The show is produced by Made Up Stories, the powerhouse team behind Nine Perfect Strangers and Pieces of Her in the company’s first foray into unscripted television.

Mediaweek spoke to host Kathryn Eisman and Undressed EP  Sarah Thornton about baring all and changing lives.

Whilst Undressed is new to the market, the seeds of the show have been in the back of Eisman’s head for a long time. 

Eisman: “I started off my career by writing a couple of books about the language of clothing and what it says about us – my first book was called How To Tell A Man By His Shoes and my second book was How To Tell A Woman By Her Handbag. For a very long time, I’ve wanted to bring those books to life and change the way people look at fashion, not just as something that’s just to be on trend, or to dress in a way that’s flattering, but to utilise it as a really powerful tool to express who you are.

“Just under two years ago, I was having a conversation with the extraordinary Bruna Papandrea of Made Up Stories. I did a reading of her clothes. Bruna, by her own admission, is not that interested in fashion – and yet, she was really taken aback by how accurate the reading was. It wasn’t actually about fashion, it was about her choices as a person that were expressed through fashion. I said, Let’s do a show together, and she said, I love it.”


It wasn’t just Papandrea who was immediately on board with the concept of Undressed, with Thornton saying that the show fit exactly what Paramount was looking to add to its slate. 

Thornton: “At Paramount, we’re looking for premium content that can sit alongside the premium entertainment that we have on there already. This is definitely that. 

“Also, we’re always looking for content that tells people’s stories. We were very excited at the prospect of partnering with Kathryn, but also with Made Up Stories, which is helmed by Bruna Papandrea. We were also excited by the interesting approach of combining non scripted production values with telling stories of everyday Australians.”

When bringing the vision of Undressed to life, the first thing the team needed was a group of people looking for a fashion intervention. When casting the show, Thornton says that the team were primarily keeping an eye out for stories to tell.

Thornton: “We obviously wanted a really diverse cross section of Australia, but we wanted to represent the stories of viewers. We also wanted to find different types of what Kathryn called emotional dressing, so we could really explore the psychology of different ways of dressing.

“There are people whose emotional reasons are holding them back –  maybe someone told them they weren’t beautiful, so they’ve never dressed in a feminine way for the rest of their life. Maybe following the divorce, they didn’t know how to fit into the next chapter.

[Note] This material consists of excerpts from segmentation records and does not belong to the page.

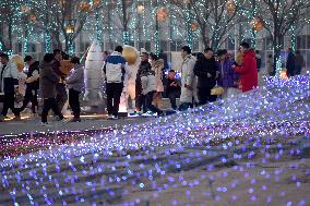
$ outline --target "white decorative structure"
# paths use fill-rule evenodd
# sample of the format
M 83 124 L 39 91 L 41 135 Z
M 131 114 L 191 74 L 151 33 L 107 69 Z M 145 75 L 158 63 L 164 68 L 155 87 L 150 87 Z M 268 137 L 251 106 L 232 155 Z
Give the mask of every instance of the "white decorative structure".
M 103 65 L 104 54 L 100 45 L 94 41 L 88 50 L 85 61 L 85 94 L 83 100 L 88 101 L 91 106 L 103 104 Z

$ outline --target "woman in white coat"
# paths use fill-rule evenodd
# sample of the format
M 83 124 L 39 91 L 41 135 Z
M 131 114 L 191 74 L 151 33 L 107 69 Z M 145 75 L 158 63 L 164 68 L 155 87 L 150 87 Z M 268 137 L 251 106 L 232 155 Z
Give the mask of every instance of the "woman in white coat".
M 191 49 L 188 46 L 182 47 L 181 56 L 182 62 L 182 87 L 180 96 L 180 108 L 179 110 L 186 110 L 193 107 L 193 99 L 196 99 L 196 78 L 193 73 L 193 68 L 196 62 L 196 58 L 191 54 Z
M 162 94 L 164 93 L 164 84 L 163 84 L 163 69 L 164 69 L 164 60 L 158 59 L 155 53 L 150 53 L 152 70 L 155 72 L 155 78 L 157 82 L 156 93 L 154 95 L 154 101 L 157 107 L 162 107 Z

It’s about helping people move forward from wherever they are in their life.”

Whilst historically shows that set out to change the way somebody looks haven’t always been the kindest to their participants, positivity is the foundation that Undressed is built on.  

Eisman: “We were very clear that this was never going to be a makeover show. This was going to be a positive transformation show that got to the core of them, it just happened to use fashion as a tool for that.”

Thornton: “One of the things that sets her approach apart from say, Gok who I’ve worked with, or Trinny and Susannah who I grew up watching, is that there’s this real sense with those shows of tearing people down to build them back up. This isn’t that. This is about Kathryn looking and seeing people’s hopes and dreams and the best in them, but then explaining to them why they’re not representing that in their clothes.”

Of course, it’s not as easy as just slipping on a new coat and striding out into the world with all your newfound confidence.

Thornton: “It was a really emotional process. I’d say one of the most fascinating things working on it, was how dedicated our participants were to the process and the amount of effort that took for them. Kathryn talks about this idea of trying to step into a new way of dressing, it really stretches you and makes you feel vulnerable – you’re stepping out into the world in a way that you’re not used to without your armour.”

Ultimately, as Undressed takes to Australian screens, Eisman says that she has one main hope for the show: for people to see others differently.

Eisman: “There are people on this show that you would easily walk past on the street and be judgmental of or make assumptions about who they are based on the way they dress. This opens your eyes to show that we are often not what we seem. 

“We’ve made sure that throughout the series I really deliver tips and insights into what fashion means, so that it’s impossible not to watch it and ask the question, what does this say about me

“My goal is forever shifting the way that you view the daily act of getting dressed.”